Drivers lack hazard perception

February 05, 2023

Rawalpindi : An initiative to put the brakes on bad driving in the city has become necessary. People squeeze past you where you cannot see any space. Some stop just short of your bonnet. There is nobody to take things under the control and train some city drivers about driving right and driving safely.

“Rawalpindi’s traffic situation is worst. Drivers drive over the speed limit, and those on motorbikes ride without helmets. The number and length of traffic jams, hours lost during congestion level, driving speeds, and distracted-driving fatalities lead to headaches,” says Talib Hussain. “Pindiites are all too familiar with jam-packed roads and long delays on area streets, plus the frustration they may cause. If I have thought driving in the city can be cumbersome, I am certainly not alone,” says Nisar Turabi.

“We get complaints from the public on a regular basis regarding road rage. It is usually about someone driving in a manner that is inappropriate, either they are tailgating or trying to lure someone into an altercation with another motorist,” says Mohsin Raza, a traffic officer.

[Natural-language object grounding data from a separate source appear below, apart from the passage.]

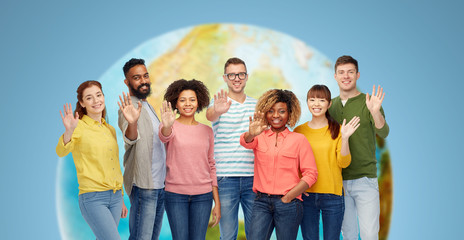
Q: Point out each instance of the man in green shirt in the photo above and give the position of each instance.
(360, 178)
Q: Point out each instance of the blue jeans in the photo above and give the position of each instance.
(188, 215)
(332, 208)
(232, 192)
(146, 213)
(102, 210)
(361, 204)
(270, 212)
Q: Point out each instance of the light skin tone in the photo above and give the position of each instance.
(94, 102)
(136, 76)
(236, 91)
(277, 118)
(346, 76)
(318, 107)
(187, 105)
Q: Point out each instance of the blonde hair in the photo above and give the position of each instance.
(273, 96)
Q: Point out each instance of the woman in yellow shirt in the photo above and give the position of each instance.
(92, 142)
(330, 146)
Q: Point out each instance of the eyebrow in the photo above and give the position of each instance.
(91, 94)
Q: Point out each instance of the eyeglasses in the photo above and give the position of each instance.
(232, 76)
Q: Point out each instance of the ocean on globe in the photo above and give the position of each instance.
(273, 59)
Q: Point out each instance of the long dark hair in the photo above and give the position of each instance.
(80, 92)
(322, 91)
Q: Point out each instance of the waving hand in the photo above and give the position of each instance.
(221, 105)
(128, 110)
(374, 102)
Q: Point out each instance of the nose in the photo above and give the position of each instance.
(145, 79)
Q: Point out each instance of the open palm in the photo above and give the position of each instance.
(131, 114)
(347, 129)
(374, 102)
(221, 105)
(69, 120)
(167, 115)
(257, 124)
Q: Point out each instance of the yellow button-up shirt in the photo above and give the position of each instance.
(95, 153)
(329, 159)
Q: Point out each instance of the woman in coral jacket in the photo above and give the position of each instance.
(284, 166)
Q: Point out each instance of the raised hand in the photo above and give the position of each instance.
(257, 124)
(69, 121)
(167, 115)
(347, 129)
(374, 102)
(221, 105)
(131, 114)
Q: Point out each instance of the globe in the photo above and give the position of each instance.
(274, 60)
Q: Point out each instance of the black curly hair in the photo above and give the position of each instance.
(173, 91)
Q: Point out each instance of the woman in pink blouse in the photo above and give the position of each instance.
(284, 166)
(191, 182)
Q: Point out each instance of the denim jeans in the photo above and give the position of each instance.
(361, 204)
(232, 192)
(188, 215)
(146, 213)
(102, 210)
(332, 208)
(270, 212)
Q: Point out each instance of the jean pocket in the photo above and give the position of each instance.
(220, 179)
(372, 182)
(89, 196)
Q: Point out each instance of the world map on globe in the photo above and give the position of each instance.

“Aggressive driving breaches which lead to an argument with another driver include speeding, failure to stop, failure to signal, improper lane change, improper passing, following too closely, and distracted driving or using a handheld device,” adds Mohsin. “Share the road and if someone wants to get by you, let them pass and drive in a manner that won’t cause anxiety and stress and frustration to other people you share the road with,” says Jameel Naqvi, a police warden.

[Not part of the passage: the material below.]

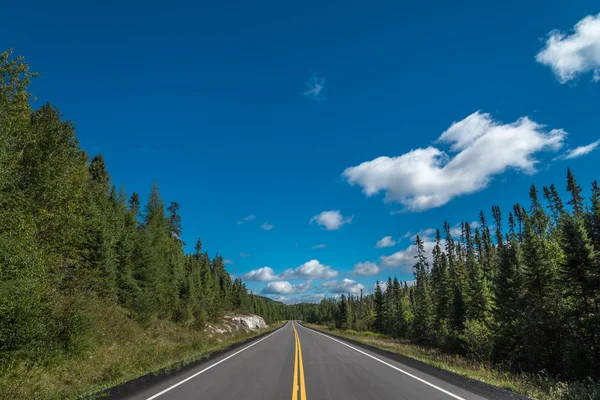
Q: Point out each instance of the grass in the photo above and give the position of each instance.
(533, 386)
(117, 349)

“A team of experts should deal with issues like motivation, the psyche of the driver, stress management, personal hygiene, and car maintenance. They need to make the drivers feel that they are the managers of the vehicle and of the people in the vehicle. It’s all their responsibility,” says Nasir Alvi. “Driving has a lot to do with the road situation as well. In Rawalpindi, the number of people has increased but the roads have remained the same. Dug-up roads are without proper signage and traffic movement is confused,” says Shafqat Ali.

“Apart from the condition of the road, drivers should be able to perceive what will happen on the road. Therefore, if there is a school, the driver should anticipate that there would be children nearby and hence, drive slowly. Or if it rains, he should know that he may not be able to see a pothole,” says Shabbir Hussain. Arif Zaidi says, “Yesterday going to the SNGPL office I saw people around me were zooming past me, going so close to my car that I was scared for my car and my life. I believe that a good driver does not need a sign to tell him what could go wrong. He should have some amount of hazard perception.”